Segundo imprensa local, chanceler deixa o cargo por diferenças com governo; atual embaixador do país nos EUA assume

Jorge Taiana, em foto de maio
Reuters
Jorge Taiana, em foto de maio
O chanceler da Argentina, Jorge Taiana, apresentou sua renúncia à presidente Cristina Kirchner nesta sexta-feira. De acordo com a imprensa local, a decisão foi motivada por "diferenças irreconciliáveis" com o governo.

Aníbal Fernández, chefe do gabinete da presidência, afirmou que a renúncia se deve a "razões estritamente pessoais" do ministro.

Em comunicado, Taiana classificou a renúncia de "indeclinável" e disse que a decisão foi tomada após uma conversa com Cristina Kirchner.

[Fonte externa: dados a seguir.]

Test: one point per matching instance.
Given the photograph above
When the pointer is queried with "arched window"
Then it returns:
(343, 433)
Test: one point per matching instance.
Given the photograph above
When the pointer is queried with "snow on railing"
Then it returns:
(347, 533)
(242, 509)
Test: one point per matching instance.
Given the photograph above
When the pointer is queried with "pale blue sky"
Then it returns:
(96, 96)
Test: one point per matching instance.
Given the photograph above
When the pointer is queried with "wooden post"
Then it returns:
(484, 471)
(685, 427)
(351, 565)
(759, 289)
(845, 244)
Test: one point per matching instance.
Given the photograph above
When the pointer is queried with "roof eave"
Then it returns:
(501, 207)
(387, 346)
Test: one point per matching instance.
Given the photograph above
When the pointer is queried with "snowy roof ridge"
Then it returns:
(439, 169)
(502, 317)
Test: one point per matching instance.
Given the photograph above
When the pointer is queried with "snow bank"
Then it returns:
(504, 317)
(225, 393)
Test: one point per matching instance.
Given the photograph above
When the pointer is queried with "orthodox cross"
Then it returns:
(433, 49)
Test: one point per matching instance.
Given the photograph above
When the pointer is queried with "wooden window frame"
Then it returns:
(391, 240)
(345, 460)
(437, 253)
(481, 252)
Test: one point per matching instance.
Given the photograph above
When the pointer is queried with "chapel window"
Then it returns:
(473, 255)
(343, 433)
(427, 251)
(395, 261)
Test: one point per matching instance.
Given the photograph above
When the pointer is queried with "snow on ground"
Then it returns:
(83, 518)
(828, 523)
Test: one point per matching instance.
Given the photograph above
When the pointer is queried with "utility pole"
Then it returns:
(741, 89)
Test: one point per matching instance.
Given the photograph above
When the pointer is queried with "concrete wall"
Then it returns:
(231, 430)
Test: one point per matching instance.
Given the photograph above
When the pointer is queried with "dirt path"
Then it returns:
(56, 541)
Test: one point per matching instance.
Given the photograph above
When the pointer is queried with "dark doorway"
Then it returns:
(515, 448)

Fontes próximas ao ministro afirmaram que o argentino não contava com apoio para implementar "decisões políticas que afetam o desenvolvimento da Política Externa da Argentina".

O jornalista Gustavo Sylvestre, da emissora de televisão TN (Todo Noticias), disse que Cristina Kirchner e Taiana teriam tido uma "forte discussão" nesta sexta-feira, antes do pedido de demissão.

A mesma emissora disse que a presidente teria reprovado o vazamento de informações de que Argentina e Uruguai planejariam pedir ajuda ao governo brasileiro no caso de uma fábrica de celulose na fronteira, que é motivo de discórdia entre Montevidéu e Buenos Aires há mais de quatro anos.

Além disso, outros fatores - como uma viagem que foi recentemente cancelada por Kirchner à China e alegações de que funcionaria em Caracas uma "embaixada paralela", ligada à presidência e não à chancelaria - também teriam contribuído para uma suposta insatisfação de Taiana.

"A relação começou a desgastar quando a presidente disse, publicamente, que tinha chegado atrasada por culpa dele à reunião do Mercosul, no Paraguai (em julho de 2009). Mas várias visões diferentes sobre política externa foram se somando. Pode-se dizer que Venezuela também (foi um fator), mas não foi algo especifico e sim um conjunto", disse um dos assessores de Taiana à BBC Brasil.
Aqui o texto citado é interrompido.